We’re getting more spam, but we’re also becoming more receptive to e-mail from marketers we recognize and permit. That’s the top-line result of DoubleClick’s fifth annual Consumer E-mail Study, unveiled this week.
The study indicates that the increase in e-mail usage found in past surveys has continued. Today, 81% of consumers say they send and receive e-mail several times a day; 33% say they use it constantly throughout the day, an increase from 20% who said so last year. The DoubleClick survey reports that the average consumer gets 308 e-mails per week and calls 62% of that traffic “spam”.
Permission-based e-mails — those which consumers have opted to accept from retailers or their affiliates — account for about 8% of e-mail received. Despite the rising tide of spam, the average respondent reported opening about 60% of the permission-based e-mails received.
These can involve order confirmations and shipping transactions. Ninety-five percent of consumers in the DoubleClick survey said they expected to receive the former when buying online, and 90% expected to get the latter. Fifty-seven percent of consumers reported receiving permission-based e-mail from online retailers, while 55% got it from brick-and-mortar merchants and 45% from catalog vendors.
Additionally, 65% of consumers said they now receive their monthly bank statements by e-mail, and 54% get other bills and statements that way. When asked what bills they’d like to receive via e-mail but do not yet get, 18% of respondents identified utility and auto insurance bills, and 16% cited home insurance.
And merchants who avoid using e-mail for customer acquisition because of spam fears may be missing a good bet. The DoubleClick survey also found that 52% of consumers said they were interested in offers for related products from their permitted retailers, while 47% said they would be interested in membership rewards programs and 41% in sweepstakes.
But as the 60% open rate even for permit-based e-mail indicates, consumers are sensitive to spam even from their permitted retailers. As in past DoubleClick surveys, respondents once again cited deceptiveness, unknown senders and offensive content as the top three reasons to label e-mail as “spam”. But irrelevant e-mail (57%) or too-frequent e-mail (58%) can also make consumers feel spammed, even when the e-mail comes from permitted retailers. And more than one third (38%) of consumers told DoubleClick they feel spammed if the retailer to whom they gave permission tries to give them a “hard sell”.
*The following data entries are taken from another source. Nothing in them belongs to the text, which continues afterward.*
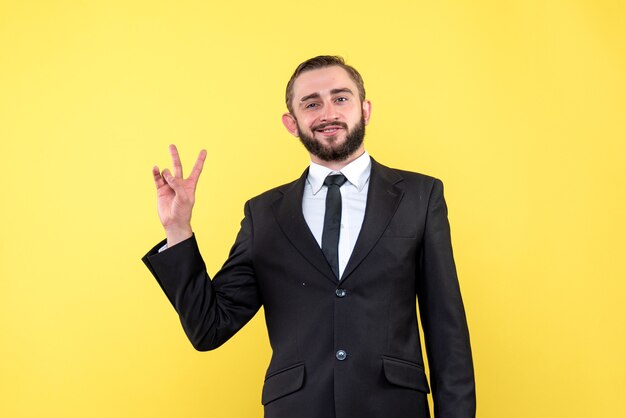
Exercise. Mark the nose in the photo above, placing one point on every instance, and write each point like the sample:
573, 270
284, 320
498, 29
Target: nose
329, 112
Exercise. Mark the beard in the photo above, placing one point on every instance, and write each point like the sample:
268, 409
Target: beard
333, 151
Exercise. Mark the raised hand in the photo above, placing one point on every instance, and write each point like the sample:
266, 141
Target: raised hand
176, 196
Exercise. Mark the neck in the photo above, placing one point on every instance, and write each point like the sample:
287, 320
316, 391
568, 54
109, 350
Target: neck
338, 165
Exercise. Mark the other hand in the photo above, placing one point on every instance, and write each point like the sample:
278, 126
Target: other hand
176, 196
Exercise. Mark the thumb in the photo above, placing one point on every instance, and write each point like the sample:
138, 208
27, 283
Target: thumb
173, 182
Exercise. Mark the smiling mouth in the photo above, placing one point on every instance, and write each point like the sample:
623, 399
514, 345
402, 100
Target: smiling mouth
330, 129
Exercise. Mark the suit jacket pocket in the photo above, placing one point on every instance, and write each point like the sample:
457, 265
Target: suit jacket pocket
282, 383
405, 373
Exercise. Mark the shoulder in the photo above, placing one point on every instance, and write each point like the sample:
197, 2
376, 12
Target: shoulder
411, 179
270, 196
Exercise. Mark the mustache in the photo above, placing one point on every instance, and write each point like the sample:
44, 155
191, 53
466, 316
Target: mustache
327, 124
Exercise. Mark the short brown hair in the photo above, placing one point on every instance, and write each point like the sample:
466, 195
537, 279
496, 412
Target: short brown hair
323, 61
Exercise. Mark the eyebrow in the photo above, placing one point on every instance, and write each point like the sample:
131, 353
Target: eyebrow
332, 92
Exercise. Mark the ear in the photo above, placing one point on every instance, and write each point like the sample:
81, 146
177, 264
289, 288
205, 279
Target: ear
290, 123
367, 110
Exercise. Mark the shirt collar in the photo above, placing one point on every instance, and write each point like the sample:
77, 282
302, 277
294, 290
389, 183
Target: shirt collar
357, 173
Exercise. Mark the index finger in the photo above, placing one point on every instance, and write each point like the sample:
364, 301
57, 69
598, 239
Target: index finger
197, 167
178, 167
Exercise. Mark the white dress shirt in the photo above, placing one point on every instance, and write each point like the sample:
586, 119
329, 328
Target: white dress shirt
353, 200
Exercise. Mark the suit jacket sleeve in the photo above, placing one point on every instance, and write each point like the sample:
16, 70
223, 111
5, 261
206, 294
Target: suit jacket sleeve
443, 317
211, 311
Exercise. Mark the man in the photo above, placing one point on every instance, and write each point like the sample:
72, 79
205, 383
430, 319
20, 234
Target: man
336, 258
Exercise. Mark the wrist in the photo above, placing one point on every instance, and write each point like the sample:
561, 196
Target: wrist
178, 234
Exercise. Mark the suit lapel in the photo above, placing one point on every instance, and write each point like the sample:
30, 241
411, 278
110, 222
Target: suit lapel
385, 192
288, 214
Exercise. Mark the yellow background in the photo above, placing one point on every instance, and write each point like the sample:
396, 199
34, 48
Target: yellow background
518, 106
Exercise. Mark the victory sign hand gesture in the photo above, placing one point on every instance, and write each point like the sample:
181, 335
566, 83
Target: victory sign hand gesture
176, 196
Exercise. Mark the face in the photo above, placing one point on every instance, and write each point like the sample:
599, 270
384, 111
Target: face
328, 115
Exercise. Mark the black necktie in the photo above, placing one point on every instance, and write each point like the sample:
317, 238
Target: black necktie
332, 221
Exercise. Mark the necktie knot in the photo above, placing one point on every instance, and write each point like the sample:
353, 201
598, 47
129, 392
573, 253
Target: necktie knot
335, 180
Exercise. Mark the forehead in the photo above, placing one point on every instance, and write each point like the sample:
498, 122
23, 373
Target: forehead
321, 81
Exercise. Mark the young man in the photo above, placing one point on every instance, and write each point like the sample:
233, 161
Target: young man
337, 259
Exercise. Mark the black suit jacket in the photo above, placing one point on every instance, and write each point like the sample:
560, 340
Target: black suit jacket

What happens to the messages consumers consider spam? It isn’t pretty. Seventy-two percent of consumers just delete them. Almost two-thirds — 64% — now use bulk e-mail folders, up from 59% in 2003; and 77% says they never or rarely check those folders to make sure they don’t contain some wanted e-mail. Forty-nine percent of respondents said they use the “report spam” features from their service provider or e-mail program, a big increase over last year’s 39%. All told, only 7% of spam messages get opened, and 69% of consumers say they open only 1% to 10% of the spam they receive.